My journal of choice is the composition book. It lies flat when open, with no spiral binding, a key feature for a lefty like me. It’s small enough to fit in a decent-sized purse yet large enough for serious notes. And it’s unassuming—there’s nothing pretentious or fancy about it, which means I never have to worry about whether my observations are journal-worthy.
But there’s something more about Composition Book. It’s not just a journal or the title of this blog. It’s also the subject of the journal. Composition: Book.
The Composition of a Book
As a novelist, I’m interested in the craft of writing, what makes good books work, and how an author brings together elements such as place, history, character and time to create an engaging story. I’m on a quest to develop my skills as a writer.
While I’m actively writing my own novels, I’m reading, reading, reading. Mostly I read other middle grade and YA novels, but I also read books about writing. (For pure fun, I read adult mysteries—my favorites are the Maisie Dobbs series by Jacqueline Winspear and the Mary Russell series by Laurie R. King.)
I go one step beyond reading for pleasure, especially now that I’m attending Hamline University’s MFA program. I also look at how a book works. I love to uncover the structure of a novel or to discover the components that make a book unique.

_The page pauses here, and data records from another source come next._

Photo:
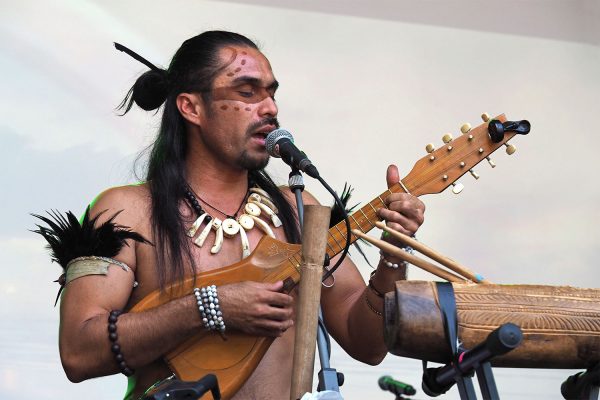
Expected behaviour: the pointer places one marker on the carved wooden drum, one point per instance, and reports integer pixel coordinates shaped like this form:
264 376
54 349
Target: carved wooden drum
560 324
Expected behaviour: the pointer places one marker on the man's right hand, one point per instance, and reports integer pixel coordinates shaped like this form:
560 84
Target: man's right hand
256 308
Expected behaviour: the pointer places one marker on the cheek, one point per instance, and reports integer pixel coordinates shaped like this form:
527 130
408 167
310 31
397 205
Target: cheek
233 107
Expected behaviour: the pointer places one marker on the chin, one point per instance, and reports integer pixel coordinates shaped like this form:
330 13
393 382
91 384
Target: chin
248 162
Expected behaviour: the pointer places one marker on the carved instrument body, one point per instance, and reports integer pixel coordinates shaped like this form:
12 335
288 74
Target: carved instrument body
560 324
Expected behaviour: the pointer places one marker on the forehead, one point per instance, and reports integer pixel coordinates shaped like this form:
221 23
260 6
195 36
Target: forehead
243 62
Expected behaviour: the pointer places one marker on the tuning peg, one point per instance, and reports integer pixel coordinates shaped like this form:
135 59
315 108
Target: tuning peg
457 187
510 149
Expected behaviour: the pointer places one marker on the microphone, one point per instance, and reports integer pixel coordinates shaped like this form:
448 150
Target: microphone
280 144
396 387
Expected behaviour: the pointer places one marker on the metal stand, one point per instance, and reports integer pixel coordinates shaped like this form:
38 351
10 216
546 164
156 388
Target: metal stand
175 389
329 378
437 381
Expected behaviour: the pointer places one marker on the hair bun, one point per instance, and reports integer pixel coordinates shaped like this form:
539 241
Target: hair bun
151 89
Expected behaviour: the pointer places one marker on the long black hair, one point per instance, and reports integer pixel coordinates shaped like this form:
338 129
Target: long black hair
192 69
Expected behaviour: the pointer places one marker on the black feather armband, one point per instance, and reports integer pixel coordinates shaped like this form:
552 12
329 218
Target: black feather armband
69 240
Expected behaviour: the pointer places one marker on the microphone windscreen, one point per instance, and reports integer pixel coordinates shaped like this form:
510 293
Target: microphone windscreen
273 137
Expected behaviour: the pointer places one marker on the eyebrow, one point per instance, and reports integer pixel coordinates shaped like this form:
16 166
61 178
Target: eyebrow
254 81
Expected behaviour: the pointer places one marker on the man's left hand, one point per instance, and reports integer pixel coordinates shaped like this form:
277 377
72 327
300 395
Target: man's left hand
404 212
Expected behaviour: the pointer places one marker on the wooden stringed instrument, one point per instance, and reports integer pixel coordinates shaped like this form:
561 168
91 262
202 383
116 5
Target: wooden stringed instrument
234 360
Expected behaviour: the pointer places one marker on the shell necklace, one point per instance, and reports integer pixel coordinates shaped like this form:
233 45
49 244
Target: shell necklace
258 203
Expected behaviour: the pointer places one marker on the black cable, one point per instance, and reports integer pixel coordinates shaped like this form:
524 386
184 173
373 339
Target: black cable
348 229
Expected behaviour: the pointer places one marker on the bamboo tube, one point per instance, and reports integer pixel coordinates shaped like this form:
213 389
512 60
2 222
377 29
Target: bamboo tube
425 265
314 241
434 255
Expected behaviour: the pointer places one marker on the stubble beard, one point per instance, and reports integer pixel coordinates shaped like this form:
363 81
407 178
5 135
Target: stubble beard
246 161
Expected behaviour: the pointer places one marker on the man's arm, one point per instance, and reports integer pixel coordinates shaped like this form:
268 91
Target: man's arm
353 311
255 308
87 302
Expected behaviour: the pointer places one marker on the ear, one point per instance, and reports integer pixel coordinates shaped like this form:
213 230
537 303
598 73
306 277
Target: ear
191 107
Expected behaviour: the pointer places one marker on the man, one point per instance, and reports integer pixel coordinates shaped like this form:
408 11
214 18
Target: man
218 96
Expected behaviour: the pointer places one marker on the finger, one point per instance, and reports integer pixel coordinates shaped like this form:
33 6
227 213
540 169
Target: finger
280 300
399 222
278 313
276 328
392 175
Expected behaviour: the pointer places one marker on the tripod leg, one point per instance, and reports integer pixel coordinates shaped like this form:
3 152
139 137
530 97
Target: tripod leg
487 384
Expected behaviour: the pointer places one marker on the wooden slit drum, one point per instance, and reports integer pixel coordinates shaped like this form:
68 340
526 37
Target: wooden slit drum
560 324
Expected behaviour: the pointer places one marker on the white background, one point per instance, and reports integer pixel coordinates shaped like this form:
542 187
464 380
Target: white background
358 93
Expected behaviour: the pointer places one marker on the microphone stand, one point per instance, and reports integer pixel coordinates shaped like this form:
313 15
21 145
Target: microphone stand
328 377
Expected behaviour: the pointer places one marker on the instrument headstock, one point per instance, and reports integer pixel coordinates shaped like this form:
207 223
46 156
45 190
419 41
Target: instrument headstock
443 166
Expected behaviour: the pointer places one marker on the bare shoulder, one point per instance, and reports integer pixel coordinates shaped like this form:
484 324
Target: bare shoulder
131 202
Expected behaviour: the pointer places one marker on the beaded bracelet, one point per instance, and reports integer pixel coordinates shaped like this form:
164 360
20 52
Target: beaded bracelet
115 347
208 304
390 264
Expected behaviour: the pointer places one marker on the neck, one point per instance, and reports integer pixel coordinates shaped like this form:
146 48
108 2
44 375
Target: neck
222 186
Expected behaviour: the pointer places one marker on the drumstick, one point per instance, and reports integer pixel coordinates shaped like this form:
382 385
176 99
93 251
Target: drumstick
434 255
395 251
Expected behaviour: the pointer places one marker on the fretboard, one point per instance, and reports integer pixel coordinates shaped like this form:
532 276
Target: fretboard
363 219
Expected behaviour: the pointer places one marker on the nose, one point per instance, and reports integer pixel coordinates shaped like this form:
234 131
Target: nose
268 108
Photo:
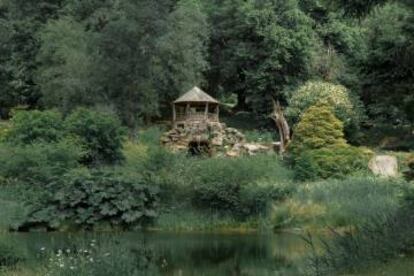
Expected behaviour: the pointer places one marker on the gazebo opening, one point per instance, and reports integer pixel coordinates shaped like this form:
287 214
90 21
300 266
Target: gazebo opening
195 106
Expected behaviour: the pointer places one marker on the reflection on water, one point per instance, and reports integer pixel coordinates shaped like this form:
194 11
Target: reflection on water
207 254
199 254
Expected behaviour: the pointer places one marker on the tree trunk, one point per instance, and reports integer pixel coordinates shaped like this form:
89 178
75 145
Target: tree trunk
282 126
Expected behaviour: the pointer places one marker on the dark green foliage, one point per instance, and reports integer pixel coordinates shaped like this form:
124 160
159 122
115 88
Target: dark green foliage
230 186
86 199
183 50
10 256
334 161
100 134
259 47
38 163
387 67
27 127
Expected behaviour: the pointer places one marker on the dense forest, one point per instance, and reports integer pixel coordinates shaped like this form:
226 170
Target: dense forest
135 57
298 159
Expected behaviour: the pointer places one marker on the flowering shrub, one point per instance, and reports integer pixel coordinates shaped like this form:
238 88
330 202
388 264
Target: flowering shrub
9 255
108 258
345 107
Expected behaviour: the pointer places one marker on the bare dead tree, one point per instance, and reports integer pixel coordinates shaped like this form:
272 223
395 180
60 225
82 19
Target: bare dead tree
282 125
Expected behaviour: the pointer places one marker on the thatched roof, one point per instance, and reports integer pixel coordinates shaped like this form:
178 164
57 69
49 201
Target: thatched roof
196 95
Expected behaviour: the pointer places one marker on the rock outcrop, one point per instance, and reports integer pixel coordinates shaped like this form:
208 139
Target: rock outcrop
213 138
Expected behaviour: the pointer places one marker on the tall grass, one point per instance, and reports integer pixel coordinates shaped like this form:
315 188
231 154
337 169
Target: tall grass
337 203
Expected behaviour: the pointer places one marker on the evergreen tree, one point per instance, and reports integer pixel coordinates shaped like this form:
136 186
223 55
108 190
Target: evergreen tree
183 49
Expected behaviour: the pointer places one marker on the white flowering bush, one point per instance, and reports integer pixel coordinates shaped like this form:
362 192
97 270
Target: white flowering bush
103 259
345 106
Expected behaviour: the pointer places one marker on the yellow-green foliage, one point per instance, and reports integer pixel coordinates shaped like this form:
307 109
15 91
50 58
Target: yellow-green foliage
318 128
410 170
333 161
4 129
346 108
319 149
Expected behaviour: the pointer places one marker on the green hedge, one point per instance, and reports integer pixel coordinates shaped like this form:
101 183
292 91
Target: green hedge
85 199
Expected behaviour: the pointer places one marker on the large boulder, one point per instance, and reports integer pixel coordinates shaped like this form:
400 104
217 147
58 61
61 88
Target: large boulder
254 148
384 165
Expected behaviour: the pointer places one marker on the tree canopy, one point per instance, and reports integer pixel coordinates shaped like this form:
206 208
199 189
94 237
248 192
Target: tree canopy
135 57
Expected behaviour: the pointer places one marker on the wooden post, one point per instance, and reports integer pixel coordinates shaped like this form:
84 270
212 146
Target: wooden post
187 109
206 112
174 116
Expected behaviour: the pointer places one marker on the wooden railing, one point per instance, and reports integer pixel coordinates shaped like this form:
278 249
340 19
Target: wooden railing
198 116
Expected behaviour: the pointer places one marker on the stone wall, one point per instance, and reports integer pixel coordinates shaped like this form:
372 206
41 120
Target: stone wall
215 138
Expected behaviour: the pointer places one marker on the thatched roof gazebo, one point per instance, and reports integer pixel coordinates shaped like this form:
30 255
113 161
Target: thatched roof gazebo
195 106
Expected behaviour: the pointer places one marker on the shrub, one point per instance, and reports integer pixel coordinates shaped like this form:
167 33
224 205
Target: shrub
333 161
230 185
409 173
378 239
318 128
27 127
100 134
346 107
9 255
89 198
38 162
4 129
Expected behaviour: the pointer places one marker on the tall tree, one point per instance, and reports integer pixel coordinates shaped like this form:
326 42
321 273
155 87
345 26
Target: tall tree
67 58
23 20
183 49
260 47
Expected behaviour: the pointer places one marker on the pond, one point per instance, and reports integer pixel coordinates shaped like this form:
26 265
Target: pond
208 254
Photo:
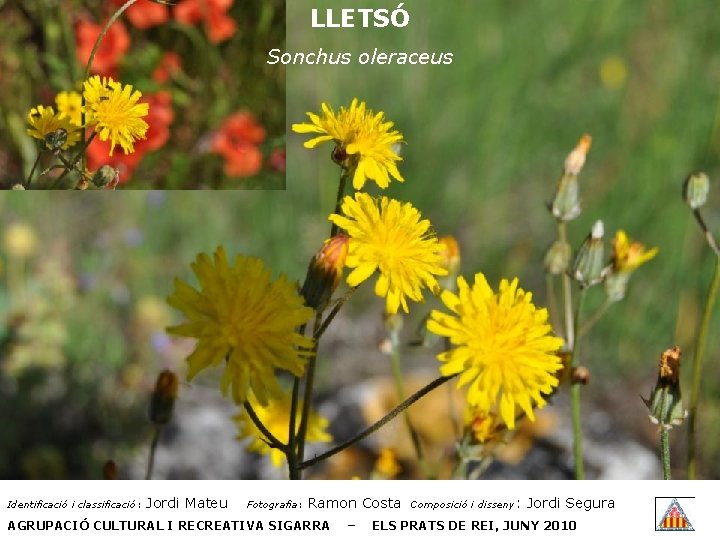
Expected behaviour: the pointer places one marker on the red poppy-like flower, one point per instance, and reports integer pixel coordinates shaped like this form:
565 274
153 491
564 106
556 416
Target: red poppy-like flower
160 116
145 13
219 25
169 64
113 46
237 141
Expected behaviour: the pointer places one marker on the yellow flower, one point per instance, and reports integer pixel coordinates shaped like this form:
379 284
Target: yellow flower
390 237
387 465
276 418
115 112
242 319
70 106
501 346
43 122
364 141
627 256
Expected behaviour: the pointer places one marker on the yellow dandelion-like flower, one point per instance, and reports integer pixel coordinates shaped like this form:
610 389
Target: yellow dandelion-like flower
241 317
43 122
276 418
392 238
115 112
627 255
362 137
69 105
387 465
501 346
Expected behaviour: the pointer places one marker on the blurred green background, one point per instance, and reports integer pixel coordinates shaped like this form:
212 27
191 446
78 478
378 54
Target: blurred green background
486 139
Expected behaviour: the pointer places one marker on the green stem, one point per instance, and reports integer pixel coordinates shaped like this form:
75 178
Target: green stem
153 448
380 423
32 171
665 451
575 395
551 299
292 460
114 17
338 199
708 234
567 294
80 154
317 334
697 368
307 395
400 389
272 441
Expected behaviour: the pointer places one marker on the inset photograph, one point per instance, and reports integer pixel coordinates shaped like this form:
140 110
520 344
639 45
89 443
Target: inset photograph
141 94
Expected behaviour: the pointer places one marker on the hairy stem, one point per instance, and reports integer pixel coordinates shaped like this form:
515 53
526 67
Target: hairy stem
665 452
380 423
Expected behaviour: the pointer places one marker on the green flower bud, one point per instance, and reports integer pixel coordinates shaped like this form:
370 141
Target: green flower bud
695 190
589 267
56 140
566 204
104 176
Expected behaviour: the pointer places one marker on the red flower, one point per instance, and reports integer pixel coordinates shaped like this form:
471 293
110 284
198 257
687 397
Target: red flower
276 160
160 116
219 25
169 64
145 13
237 141
113 46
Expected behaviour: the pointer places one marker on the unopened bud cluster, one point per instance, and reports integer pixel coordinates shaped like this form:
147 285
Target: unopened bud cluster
566 203
665 402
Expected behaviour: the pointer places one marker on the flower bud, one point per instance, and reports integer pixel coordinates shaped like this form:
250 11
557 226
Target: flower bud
324 272
576 159
665 402
557 257
695 190
566 204
56 140
163 397
105 176
589 266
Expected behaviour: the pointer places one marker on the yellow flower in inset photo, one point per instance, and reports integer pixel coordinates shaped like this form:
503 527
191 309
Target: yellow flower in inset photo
276 418
44 122
389 236
362 138
114 110
244 321
501 345
69 105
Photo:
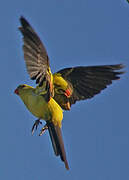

Here are the first nine meanings for the word composition from an online dictionary:
1. the act of combining parts or elements to form a whole.
2. the resulting state or product.
3. manner of being composed; structure: This painting has an orderly composition.
4. makeup; constitution: His moral composition was impeccable.
5. an aggregate material formed from two or more substances: a composition of silver and tin.
6. a short essay written as a school exercise.
7. the act or process of producing a literary work.
8. an academic course for teaching the techniques of clear, expository writing.
9. the art of putting words and sentences together in accordance with the rules of grammar and rhetoric.
In this blog, I’ll be looking at the components of novels, analyzing structure and considering the overall effect of a book using examples from my reading. Since I am also working on the second draft of a novel, I’ll also share my experiences with the writing process.
September 12, 2009
This quote from E. M. Forster illustrates my reliance on my trusty Composition Books:
My notebook is more than just a repository of information. It’s where I work through my thoughts and experiment with ideas. I hope this blog will be a similar forum, with the added benefit of being able to communicate and collaborate with others.